Unless the SEC sets clear rules and regulations, it should stop targeting Silicon Valley with scare tactics, argues Dallas Mavericks owner and investor Mark Cuban.
In a visit to Stanford on Thursday, Securities and Exchange Commission chair Mary Jo White warned investors to be cautious of the $1 billion “unicorn” companies that have multiplied as fast as their valuations, according to a report from Bloomberg.
“They do not appear to be an endangered species,” White said. “The concern is whether the prestige associated with reaching a sky-high valuation fast drives companies to try to appear more valuable that they actually are.”
In an appearance on CNBC, Cuban ripped into the SEC for encouraging fear rather than taking any action. The fear of having to deal with the SEC is crippling entrepreneurs from going public, according to Cuban, a noted SEC critic.
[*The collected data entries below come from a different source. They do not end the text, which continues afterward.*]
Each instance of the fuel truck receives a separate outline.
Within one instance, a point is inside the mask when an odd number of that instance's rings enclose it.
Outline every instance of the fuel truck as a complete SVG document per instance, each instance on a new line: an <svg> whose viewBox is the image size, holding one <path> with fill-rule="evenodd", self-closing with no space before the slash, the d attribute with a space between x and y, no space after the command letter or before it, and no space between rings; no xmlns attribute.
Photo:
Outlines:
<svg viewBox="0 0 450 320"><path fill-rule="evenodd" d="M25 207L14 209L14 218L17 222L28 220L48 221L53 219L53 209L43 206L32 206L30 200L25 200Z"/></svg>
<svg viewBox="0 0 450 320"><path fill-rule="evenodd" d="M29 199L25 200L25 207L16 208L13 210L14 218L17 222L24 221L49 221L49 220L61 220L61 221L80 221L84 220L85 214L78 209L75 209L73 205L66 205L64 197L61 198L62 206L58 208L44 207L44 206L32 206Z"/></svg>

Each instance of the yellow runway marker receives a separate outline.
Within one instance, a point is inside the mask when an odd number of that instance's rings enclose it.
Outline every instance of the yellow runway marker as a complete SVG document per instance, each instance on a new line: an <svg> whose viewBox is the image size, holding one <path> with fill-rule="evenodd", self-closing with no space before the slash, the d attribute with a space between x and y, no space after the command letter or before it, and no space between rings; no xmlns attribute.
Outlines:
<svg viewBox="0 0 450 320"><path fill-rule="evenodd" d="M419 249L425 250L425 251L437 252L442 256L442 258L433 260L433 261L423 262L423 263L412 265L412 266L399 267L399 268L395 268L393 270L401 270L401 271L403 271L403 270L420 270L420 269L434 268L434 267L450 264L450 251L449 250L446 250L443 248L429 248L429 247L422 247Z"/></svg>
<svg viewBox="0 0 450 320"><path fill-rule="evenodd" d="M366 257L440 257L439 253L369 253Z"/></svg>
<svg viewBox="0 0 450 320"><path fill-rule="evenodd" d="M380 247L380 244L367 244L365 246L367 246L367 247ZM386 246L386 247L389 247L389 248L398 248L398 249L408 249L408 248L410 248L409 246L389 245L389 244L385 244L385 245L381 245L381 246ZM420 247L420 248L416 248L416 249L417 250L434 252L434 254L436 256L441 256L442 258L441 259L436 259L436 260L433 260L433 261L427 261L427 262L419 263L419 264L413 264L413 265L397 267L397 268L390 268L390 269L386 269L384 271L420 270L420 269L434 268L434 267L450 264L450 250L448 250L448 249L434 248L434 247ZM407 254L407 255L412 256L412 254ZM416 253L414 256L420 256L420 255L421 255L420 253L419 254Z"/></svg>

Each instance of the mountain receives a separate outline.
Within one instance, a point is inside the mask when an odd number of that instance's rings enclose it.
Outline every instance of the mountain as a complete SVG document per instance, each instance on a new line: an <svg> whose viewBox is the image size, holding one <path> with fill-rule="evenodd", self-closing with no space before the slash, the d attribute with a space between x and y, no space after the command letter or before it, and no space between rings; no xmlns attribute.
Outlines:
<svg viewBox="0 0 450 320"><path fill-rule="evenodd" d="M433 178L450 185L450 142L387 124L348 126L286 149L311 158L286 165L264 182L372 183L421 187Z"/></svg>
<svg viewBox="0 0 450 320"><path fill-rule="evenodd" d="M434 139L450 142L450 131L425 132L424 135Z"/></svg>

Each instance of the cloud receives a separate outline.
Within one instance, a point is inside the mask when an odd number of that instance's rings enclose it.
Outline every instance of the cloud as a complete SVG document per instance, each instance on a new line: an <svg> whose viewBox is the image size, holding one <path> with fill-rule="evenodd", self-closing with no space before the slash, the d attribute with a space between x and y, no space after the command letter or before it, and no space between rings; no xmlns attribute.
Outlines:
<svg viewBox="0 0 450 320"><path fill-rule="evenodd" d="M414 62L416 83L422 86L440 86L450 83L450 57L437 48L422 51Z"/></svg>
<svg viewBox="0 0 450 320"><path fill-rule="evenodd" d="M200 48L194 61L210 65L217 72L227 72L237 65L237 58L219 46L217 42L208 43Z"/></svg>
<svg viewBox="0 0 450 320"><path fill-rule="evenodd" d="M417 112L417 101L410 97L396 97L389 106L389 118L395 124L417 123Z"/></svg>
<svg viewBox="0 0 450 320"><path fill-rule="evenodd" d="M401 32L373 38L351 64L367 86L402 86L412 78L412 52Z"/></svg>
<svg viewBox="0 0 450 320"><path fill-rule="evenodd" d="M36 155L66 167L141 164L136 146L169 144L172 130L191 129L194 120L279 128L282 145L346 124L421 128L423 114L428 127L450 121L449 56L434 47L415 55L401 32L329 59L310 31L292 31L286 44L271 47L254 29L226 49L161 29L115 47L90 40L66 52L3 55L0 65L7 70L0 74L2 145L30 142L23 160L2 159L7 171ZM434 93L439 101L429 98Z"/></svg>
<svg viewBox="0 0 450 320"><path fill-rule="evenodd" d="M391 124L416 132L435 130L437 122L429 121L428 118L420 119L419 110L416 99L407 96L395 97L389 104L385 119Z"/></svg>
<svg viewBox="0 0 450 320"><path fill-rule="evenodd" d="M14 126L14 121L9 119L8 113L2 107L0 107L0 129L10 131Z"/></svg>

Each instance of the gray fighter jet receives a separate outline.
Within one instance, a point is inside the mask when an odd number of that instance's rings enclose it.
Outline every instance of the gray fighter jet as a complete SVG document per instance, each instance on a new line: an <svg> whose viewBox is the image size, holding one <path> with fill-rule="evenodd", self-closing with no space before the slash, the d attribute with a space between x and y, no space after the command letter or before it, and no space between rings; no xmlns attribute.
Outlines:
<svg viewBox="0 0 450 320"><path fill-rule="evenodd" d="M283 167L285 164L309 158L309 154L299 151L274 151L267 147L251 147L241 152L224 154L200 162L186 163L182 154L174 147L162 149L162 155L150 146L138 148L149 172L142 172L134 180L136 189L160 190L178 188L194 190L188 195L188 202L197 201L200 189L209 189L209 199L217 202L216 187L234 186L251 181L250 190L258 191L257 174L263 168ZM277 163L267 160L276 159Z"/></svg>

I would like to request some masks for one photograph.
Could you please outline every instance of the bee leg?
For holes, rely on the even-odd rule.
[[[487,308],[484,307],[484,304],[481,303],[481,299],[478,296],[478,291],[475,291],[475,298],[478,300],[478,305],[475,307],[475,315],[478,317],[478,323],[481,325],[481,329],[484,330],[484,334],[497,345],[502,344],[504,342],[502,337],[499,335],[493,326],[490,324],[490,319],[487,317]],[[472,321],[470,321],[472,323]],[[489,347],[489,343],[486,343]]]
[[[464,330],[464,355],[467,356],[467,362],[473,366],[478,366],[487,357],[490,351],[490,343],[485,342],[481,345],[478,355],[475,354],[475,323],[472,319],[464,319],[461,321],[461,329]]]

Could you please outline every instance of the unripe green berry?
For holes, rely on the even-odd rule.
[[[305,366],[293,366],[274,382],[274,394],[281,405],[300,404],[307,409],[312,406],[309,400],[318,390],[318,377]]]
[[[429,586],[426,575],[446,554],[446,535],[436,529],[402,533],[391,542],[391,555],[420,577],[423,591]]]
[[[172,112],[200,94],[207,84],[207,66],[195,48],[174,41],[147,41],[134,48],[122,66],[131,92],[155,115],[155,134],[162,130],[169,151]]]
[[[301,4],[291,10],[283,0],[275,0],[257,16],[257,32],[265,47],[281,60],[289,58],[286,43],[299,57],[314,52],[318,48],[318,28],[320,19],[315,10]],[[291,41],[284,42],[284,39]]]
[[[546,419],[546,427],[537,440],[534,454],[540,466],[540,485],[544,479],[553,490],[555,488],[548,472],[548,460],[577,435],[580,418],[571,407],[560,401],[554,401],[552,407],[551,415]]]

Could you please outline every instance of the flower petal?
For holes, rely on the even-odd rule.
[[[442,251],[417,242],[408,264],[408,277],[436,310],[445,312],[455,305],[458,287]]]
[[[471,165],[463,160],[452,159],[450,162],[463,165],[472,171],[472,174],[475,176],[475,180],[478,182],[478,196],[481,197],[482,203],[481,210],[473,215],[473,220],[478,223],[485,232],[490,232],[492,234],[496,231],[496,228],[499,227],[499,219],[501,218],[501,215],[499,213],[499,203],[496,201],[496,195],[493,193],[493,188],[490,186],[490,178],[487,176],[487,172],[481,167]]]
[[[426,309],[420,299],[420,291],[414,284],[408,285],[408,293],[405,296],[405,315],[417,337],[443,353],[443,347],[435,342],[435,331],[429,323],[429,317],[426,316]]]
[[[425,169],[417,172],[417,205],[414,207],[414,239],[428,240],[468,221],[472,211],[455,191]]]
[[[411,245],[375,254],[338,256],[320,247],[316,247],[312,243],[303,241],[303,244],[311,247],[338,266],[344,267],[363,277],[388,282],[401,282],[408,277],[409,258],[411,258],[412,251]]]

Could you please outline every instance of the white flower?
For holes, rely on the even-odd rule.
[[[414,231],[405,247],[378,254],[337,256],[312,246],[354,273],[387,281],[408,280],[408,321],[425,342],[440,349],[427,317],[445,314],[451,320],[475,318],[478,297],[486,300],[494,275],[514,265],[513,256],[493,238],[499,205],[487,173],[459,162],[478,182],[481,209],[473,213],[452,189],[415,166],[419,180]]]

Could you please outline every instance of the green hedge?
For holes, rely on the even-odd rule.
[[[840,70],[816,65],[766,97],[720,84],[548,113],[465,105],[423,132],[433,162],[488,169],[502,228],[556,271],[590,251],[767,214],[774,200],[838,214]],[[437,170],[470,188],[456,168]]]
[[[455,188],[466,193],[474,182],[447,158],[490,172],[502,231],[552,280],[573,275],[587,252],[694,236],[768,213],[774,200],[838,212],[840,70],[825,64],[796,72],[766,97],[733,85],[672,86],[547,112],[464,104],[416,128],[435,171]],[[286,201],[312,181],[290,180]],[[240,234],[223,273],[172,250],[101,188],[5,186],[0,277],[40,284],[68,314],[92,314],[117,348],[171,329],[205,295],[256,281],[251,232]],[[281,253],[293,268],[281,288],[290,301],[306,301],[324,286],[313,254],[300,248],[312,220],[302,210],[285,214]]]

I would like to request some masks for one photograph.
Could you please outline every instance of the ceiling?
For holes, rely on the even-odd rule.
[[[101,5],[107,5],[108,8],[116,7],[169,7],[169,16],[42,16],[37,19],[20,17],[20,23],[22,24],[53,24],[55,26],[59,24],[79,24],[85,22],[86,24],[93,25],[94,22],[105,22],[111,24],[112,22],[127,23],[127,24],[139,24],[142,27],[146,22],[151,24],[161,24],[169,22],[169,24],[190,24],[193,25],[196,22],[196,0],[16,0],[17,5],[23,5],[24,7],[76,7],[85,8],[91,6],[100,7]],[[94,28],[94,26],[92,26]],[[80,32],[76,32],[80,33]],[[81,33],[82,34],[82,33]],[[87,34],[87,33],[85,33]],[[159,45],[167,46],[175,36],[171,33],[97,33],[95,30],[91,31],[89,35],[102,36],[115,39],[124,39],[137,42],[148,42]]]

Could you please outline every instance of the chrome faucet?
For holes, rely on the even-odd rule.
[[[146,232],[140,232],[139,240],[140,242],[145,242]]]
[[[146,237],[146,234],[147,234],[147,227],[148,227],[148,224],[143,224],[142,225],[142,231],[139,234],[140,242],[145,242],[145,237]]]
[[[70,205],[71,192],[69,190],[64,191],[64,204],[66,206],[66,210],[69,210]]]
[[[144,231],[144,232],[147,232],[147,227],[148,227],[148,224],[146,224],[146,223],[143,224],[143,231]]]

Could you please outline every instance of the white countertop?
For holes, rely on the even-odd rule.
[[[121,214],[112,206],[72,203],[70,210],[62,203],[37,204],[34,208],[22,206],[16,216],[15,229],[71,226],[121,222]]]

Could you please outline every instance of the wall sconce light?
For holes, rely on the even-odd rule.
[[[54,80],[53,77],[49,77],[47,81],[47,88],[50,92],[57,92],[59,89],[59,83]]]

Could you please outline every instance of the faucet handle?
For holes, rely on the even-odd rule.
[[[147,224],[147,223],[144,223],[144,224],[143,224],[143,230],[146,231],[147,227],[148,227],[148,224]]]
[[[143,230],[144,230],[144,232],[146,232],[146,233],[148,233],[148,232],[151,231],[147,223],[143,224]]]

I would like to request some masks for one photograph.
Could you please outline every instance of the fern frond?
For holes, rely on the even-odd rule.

“It’s not so much they are overstepping their bounds, it’s just that they are doing what the SEC always does. 100 degrees of grey,” Cuban told host Kelly Evans. “There’s no clarity and where there’s no clarity and no certainty on what to do in response to the SEC, you get people doing nothing or people avoiding going public or doing anything to avoid dealing with the SEC. And that’s a real problem for up and coming companies and it’s a problem for the economy as well.”
Cuban chastised the commission for targeting companies who are private without creating any rules or guidance that they should adhere to. Instead, if the SEC is worried about secondary market transactions or companies falsifying their sky-high valuations, then it should pass clear rules and regulations around it, Cuban argues. By leaving it open-ended and unclear what the rules are, it’s scaring off companies who may want to go public.
“I mean, 20 years ago, Kelly, it was a goal of every entrepreneur to take their company public. That was, you know, part of the end game,” Cuban said. “That led to growth, that led to more jobs, that led to employees at all levels being able to participate with equity and gain from their companies going public. That’s gone. The number of public companies has been cut in half.”